A failing friendship

By Peter Preston (THE GUARDIAN, 08/05/06):

Are you sitting uncomfortably as the bad news pours in from Basra and points east? That's the trouble with "failed states". They keep on failing. Just scan the top 10 in the global basket-case championship, as nominated last week by the learned American journal Foreign Policy. Iraq is there, of course, along with Somalia, Sudan, the Democratic Republic of Congo, Ivory Coast, Zimbabwe, Chad, Haiti and our old friend Afghanistan. Wait a minute, that's only nine.

The extra failed state on the list - and, at number nine, its fastest riser - is axiomatically Islamic, chronically violent, a terrorist training ground prone to stumble into wars with its neighbours, and run by an increasingly beleaguered man in uniform.
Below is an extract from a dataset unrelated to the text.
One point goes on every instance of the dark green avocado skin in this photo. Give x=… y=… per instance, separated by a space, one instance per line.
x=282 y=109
And it already has the bomb - tested and ready to blast. Stop posturing over Tehran for a moment, can't you? Welcome to Pakistan.

Too alarmist? Well, the state department came fast out of the traps claiming to see success, not failure. General Musharraf is a fine, stable chap to do business with. But always listen hardest to the people out there on the ground - and writing outraged editorials for serious local papers like Dawn. How dare these US policy wonks slander us so?
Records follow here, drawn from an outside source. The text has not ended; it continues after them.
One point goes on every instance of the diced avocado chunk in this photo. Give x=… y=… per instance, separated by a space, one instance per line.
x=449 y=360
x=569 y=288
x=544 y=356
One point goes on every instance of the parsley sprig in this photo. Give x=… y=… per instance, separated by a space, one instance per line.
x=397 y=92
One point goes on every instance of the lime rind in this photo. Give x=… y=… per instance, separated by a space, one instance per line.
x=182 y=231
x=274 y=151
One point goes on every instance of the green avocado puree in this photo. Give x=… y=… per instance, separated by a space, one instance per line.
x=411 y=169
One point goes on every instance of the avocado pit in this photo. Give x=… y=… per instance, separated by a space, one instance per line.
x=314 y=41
Of course Pakistan is trapped in "religious nationalism" and perennial conflicts, they admit; of course 40% of its biggest province has no proper policing system; of course 27,000 square miles of tribal territory operates its own revenge code for crimes - and 850 miles of border in the south is acknowledged dacoit land. Of course more than half of Pakistan is without proper writ of the law. But this isn't new. It's old chaos as usual. How dare outsiders see failure?

And that - remember - is the case for the defence, a beating of patriotic drums. It just leaves out a few difficult things. It forgets that 2007 is election year and that visiting administration officials such as Richard Boucher "want to see Pakistan a more democratic society" - echoing your own insistence on "free, fair elections", Ms Rice. It forgets that (in the words of the American who ran the CIA's anti-al-Qaida unit) pushing the general "to do the US's dirty work against his country's national interest" could see him toppled. When America drove him to send troops into tribal no man's land, writes Michael Schueur, "it created a heaven-sent environment for Pakistan's enemies to fuel the Pashtun fire against the army".

Ask yourselves: why has Musharraf suddenly begun to try to distance himself from Big Brother Washington? Because he thinks he must. Because crass incidents - such as January's botched US air raid that killed 18 innocent villagers - back him into a desperate corner. And, perhaps, because he senses he's becoming dispensable.

Some other US thinktank findings got big play in Pakistan the other day: those Stratfor commentaries that said the general's "usefulness to the US was fast becoming negligible". Apparently Washington now "believes it does not need Musharraf at the helm to continue to prosecute its struggle against militant Islam"... and, moreover, "likely feels Musharraf is no longer able to keep domestic affairs in order".

The big question is whether any of you are thinking clearly enough - or at all. You're keen on democracy, because that's policy. But you're not always keen on its results, because that's Hamas. You've propped up Musharraf because he could help you catch Osama. But he hasn't. And now, surely, he's sinking. Just listen to those tame friends in parliament trying to re-elect him early for another five years so they can use their existing majority to let him hang on. It doesn't say much for their prospects at the polls. It's another great warning sign.

The point about Pakistan - as even Dawn admits - is "its inability to sustain a democratic functional order". That means the politicians like Benazir Bhutto and Nawaz Sharif come and go. But it also makes the army the continuing power broker: hugely influential and expensive, determined to keep its privileges and clout whatever happens. That's why the general is president now. It is also why he could be out on his ear.

Who helped invent the Taliban, for paradise's sake? Who fears India's increasing influence in Kabul and resents the way America cuddles closer to New Delhi? Whose sabres rattle loudest in Kashmir? There are no each-way bets on men in braid. There is no substitute for freedom relentlessly championed. You want the big picture seen clear, you say? Then this - in success or failure - is it.